Entre acordes y cadenas

Invasión Algorítmica

La Inteligencia Artificial ha llegado para quedarse.

La Inteligencia Artificial ha llegado para quedarse.

 Las palabras son importantes. No son sólo un conjunto de letras encadenadas, sino que éstas, cuando forman la estructura adecuada, representan conceptos. Algunos son antiguos, tanto que es imposible retroceder en el tiempo para saber con exactitud cuál fue su origen. Pero otros son novedosos, y obedecen a los cambios que, cada vez más rápido, se suceden en nuestra sociedad.

Ahora bien, sea cual sea la idea en cuestión que trata de transmitir cada palabra, nunca es gratuita. Y muchas veces, mediante el empleo de la clásica técnica del bombardeo, es pretendida por unos o por otros para lograr un cambio social determinado, un cambio en la mentalidad de los seres humanos receptores de dicho término.

Esto es lo que ha ocurrido con las siglas IA, que nos transportan de inmediato al concepto de “Inteligencia Artificial”. O, en inglés, el idioma del que procede, AI, “Artificial Intelligence”. Una expresión repetida hasta la saciedad por los medios de comunicación y por las redes sociales con la finalidad de inculcarnos la idea de que la inteligencia, facultad puramente humana, puede ser también patrimonio de las máquinas, de los objetos, de aquellos que, para lograr que funcionen, es necesario enchufar a la corriente.

Porque la inteligencia no es sólo la capacidad de entender o de resolver problemas a partir de un conjunto de información almacenada, sino, además, la capacidad de razonar. Y esto, en la actualidad, no lo puede hacer una aplicación informática, ya que el proceso a través del cual el conocido como GPT-4 nos proporciona sus resultados no consiste en otra cosa que en una combinación de algoritmos, muy complejos y desarrollados, sí, pero tan solo en algoritmos.

Así pues, la mal llamada “Inteligencia Artificial”, si bien es artificial, no puede ser inteligencia. Y, por tanto, no debería ser denominada de esta forma, sino que, en palabras del filósofo Jordi Pigem, las siglas IA o AI, según el idioma que empleemos, deberían ser renombradas como “Invasión Algorítmica” o “Algorithmic Invasion”.

En tal sentido se pronuncia en su reciente libro Técnica y totalitarismo (Fragmenta, 2023), en el cual advierte de los peligros de la tecnolatría, la deificación de la tecnología, y del deshumanizador proceso en el que, sin darnos cuenta, nos hallamos ya inmersos y que, a su juicio, muy acertado, pretende reducirnos a todos, a los seres humanos, a simples datos y algoritmos.
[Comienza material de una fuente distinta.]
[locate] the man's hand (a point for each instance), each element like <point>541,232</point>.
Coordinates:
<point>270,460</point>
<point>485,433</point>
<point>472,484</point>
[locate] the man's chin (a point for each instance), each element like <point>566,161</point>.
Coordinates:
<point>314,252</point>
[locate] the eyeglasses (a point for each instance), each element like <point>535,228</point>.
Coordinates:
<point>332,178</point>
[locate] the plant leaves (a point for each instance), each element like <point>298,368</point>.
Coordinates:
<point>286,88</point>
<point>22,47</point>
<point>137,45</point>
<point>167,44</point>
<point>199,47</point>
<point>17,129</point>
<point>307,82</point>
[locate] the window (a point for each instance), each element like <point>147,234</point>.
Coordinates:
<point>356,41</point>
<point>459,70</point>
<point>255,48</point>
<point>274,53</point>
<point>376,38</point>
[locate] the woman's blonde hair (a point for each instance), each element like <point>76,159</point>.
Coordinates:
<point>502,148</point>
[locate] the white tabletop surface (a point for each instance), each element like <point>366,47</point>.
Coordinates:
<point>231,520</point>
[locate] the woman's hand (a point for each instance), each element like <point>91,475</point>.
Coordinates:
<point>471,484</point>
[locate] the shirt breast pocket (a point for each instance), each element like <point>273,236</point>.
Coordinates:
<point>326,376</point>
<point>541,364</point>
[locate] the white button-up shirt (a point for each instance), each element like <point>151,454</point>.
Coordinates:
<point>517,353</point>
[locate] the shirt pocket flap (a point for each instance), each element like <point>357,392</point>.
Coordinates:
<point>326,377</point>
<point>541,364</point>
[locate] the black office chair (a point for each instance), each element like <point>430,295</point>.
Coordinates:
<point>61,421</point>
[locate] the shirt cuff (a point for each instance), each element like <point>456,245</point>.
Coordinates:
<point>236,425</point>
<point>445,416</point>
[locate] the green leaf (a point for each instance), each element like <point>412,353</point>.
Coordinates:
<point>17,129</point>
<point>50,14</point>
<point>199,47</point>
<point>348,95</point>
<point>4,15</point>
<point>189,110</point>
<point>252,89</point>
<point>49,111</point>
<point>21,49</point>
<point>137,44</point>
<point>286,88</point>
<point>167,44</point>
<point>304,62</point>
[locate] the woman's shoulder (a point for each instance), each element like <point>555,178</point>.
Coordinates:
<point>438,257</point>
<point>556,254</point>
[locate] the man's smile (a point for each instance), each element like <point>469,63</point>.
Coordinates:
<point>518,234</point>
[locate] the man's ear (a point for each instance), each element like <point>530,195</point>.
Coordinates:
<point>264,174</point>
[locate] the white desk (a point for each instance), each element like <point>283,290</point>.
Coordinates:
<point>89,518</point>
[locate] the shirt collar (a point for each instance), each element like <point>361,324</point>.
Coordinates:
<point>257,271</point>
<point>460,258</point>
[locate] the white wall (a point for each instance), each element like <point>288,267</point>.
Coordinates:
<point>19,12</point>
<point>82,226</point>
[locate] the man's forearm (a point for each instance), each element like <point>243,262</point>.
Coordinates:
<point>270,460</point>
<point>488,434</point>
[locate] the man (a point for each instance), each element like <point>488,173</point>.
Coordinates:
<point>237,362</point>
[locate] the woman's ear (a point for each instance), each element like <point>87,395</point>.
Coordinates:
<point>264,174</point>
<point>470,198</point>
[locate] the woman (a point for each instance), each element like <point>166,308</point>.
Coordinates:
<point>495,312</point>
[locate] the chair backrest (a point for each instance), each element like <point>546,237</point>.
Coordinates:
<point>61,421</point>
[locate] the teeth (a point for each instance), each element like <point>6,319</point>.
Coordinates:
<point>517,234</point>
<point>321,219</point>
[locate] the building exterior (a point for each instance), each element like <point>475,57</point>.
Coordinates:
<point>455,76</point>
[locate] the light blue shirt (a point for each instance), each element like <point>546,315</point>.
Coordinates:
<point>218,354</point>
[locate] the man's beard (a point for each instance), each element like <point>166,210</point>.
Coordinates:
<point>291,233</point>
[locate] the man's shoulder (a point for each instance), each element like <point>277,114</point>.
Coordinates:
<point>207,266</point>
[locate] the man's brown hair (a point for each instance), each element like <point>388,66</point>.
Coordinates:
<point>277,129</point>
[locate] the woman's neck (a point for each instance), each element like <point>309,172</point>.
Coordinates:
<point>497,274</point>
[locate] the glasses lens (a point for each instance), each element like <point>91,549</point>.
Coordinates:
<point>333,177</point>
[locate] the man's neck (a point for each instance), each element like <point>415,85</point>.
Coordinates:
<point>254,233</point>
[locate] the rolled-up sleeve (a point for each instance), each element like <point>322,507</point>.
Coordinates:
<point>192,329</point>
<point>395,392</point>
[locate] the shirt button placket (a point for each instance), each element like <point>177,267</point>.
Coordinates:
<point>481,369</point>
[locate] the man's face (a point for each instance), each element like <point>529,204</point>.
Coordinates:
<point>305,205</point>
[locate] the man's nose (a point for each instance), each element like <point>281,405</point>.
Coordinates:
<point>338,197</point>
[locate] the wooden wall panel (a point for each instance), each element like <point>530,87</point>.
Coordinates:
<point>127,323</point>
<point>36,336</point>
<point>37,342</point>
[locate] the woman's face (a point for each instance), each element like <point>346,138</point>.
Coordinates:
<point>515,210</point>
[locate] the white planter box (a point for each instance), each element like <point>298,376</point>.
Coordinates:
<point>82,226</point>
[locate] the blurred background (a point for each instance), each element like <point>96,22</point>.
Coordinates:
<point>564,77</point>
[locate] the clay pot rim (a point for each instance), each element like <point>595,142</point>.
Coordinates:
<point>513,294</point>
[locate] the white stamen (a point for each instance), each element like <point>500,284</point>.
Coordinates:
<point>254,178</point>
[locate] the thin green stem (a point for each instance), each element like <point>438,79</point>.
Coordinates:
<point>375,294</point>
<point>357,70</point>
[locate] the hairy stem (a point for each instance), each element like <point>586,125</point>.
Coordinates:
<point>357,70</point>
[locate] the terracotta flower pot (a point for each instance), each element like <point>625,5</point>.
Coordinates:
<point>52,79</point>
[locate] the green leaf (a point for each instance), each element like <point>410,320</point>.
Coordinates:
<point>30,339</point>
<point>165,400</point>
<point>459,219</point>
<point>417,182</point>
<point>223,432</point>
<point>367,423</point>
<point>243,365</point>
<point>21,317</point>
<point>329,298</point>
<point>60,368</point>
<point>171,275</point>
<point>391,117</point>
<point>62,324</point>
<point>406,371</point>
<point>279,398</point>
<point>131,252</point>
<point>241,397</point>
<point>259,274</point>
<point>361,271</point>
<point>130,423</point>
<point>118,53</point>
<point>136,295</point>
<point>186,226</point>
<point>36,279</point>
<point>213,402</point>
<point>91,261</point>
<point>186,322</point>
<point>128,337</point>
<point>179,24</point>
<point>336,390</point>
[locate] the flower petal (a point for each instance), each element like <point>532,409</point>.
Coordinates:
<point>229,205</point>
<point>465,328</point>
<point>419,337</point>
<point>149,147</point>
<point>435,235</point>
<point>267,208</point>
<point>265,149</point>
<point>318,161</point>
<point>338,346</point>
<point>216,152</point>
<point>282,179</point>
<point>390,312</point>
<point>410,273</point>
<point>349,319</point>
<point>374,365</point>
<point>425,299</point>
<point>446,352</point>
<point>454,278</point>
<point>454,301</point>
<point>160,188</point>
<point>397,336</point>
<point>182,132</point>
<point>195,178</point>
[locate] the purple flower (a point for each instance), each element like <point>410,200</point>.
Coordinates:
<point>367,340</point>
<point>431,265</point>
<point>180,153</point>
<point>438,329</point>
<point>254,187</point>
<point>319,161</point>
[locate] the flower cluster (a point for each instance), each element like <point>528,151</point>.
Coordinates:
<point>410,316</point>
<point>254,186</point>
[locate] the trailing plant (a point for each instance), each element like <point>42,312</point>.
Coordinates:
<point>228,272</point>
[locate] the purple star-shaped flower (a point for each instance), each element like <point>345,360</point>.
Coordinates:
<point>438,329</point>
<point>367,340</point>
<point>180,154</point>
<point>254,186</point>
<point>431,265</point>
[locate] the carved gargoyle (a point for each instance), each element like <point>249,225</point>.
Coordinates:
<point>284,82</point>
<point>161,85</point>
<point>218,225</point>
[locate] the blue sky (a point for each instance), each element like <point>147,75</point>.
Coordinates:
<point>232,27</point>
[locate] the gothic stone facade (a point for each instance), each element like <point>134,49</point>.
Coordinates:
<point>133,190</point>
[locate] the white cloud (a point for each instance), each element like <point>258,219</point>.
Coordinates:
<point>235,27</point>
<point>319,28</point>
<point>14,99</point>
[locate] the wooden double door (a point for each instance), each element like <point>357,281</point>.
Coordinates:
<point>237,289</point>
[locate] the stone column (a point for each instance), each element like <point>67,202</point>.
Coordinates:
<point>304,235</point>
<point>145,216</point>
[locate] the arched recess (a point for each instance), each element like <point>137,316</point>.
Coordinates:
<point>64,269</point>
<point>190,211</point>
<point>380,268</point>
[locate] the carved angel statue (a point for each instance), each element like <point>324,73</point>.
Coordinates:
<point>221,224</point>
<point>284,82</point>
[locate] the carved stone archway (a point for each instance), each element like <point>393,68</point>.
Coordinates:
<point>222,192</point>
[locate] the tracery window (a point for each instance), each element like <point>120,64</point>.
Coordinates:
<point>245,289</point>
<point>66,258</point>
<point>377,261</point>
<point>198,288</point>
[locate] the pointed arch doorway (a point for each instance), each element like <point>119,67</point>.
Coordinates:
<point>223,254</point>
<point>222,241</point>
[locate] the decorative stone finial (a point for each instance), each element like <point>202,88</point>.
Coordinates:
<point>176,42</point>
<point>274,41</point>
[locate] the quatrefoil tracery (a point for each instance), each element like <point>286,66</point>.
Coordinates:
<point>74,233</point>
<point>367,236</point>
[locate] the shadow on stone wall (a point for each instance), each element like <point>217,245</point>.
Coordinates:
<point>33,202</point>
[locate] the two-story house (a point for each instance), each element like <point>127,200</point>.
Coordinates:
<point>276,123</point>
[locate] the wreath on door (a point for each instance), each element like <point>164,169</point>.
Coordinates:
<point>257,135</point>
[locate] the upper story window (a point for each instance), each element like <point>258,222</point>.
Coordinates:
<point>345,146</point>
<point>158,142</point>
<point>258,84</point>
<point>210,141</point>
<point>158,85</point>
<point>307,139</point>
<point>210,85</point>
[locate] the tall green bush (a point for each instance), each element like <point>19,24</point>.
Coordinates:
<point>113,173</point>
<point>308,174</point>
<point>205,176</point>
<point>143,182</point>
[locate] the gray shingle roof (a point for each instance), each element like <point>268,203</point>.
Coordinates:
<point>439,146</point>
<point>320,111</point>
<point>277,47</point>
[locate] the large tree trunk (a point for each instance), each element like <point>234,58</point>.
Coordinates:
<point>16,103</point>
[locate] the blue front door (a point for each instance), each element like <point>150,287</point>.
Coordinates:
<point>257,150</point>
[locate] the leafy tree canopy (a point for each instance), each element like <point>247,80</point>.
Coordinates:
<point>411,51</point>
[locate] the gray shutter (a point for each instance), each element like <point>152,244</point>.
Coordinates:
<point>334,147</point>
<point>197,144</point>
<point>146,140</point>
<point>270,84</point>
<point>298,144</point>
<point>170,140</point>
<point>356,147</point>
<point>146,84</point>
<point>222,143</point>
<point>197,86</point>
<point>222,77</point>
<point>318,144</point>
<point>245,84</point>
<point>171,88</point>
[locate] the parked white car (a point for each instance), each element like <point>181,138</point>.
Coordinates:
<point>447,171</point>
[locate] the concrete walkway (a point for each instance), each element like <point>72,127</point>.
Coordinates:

Al parecer, dicen algunos, esta IA provocará, en los próximos años, la extinción de muchas profesiones. Entre ellas, el periodismo, la traducción, la literatura o la poesía. El GPT-4 y sus futuras actualizaciones escribirán textos y sonetos por nosotros. E incluso hay quien sostiene que la música y la pintura también correrán la misma suerte, pues ya no hará falta un ser humano para rellenar los pentagramas vacíos o para colorear los lienzos. Las máquinas lo harán. Y lo harán tan bien que lograrán componer decenas de sinfonías, al estilo de Beethoven, o cientos de sonatas, como si hubieran sido escritas por el mismísimo Johann Sebastian Bach.

Y sí, puede que tengan razón. Puede que sean capaces de hacerlo. Es más, ya ha habido intentos. En YouTube están disponibles, al alcance de cualquier que tenga curiosidad. Pero, aunque parezca Bach, nunca será Bach, porque el maestro murió en el año 1750. Y lo que escuchamos no es más que una composición creada artificialmente a través de todas las melodías compuestas por él y almacenadas en la memoria de una máquina. Si el Do sigue al Sol, la siguiente nota será un Re. Y así sucesivamente. Sin alma, sin pasión, sin vida. Una melodía muerta. Como ocurre con todo lo demás.

Porque la creación artística, la literatura, la música o la poesía no son sólo matemáticas. Hay algo más. Algo inexplicable, algo escondido en lo más recóndito de nuestro ser. Es el resultado de un desengaño, de una pérdida, de una truculenta noche, de una brizna de locura. Y esto es humano, solamente humano.

De modo que, para preservar nuestra humanidad, para impedir que nos priven de ella, reivindiquémonos a nosotros mismos y pongamos freno a este proceso destructivo y deshumanizador. Enarbolemos, metafóricamente, la bandera del ludismo contemporáneo, sin violencia, sólo con la palabra y, sobre todo, con la conciencia.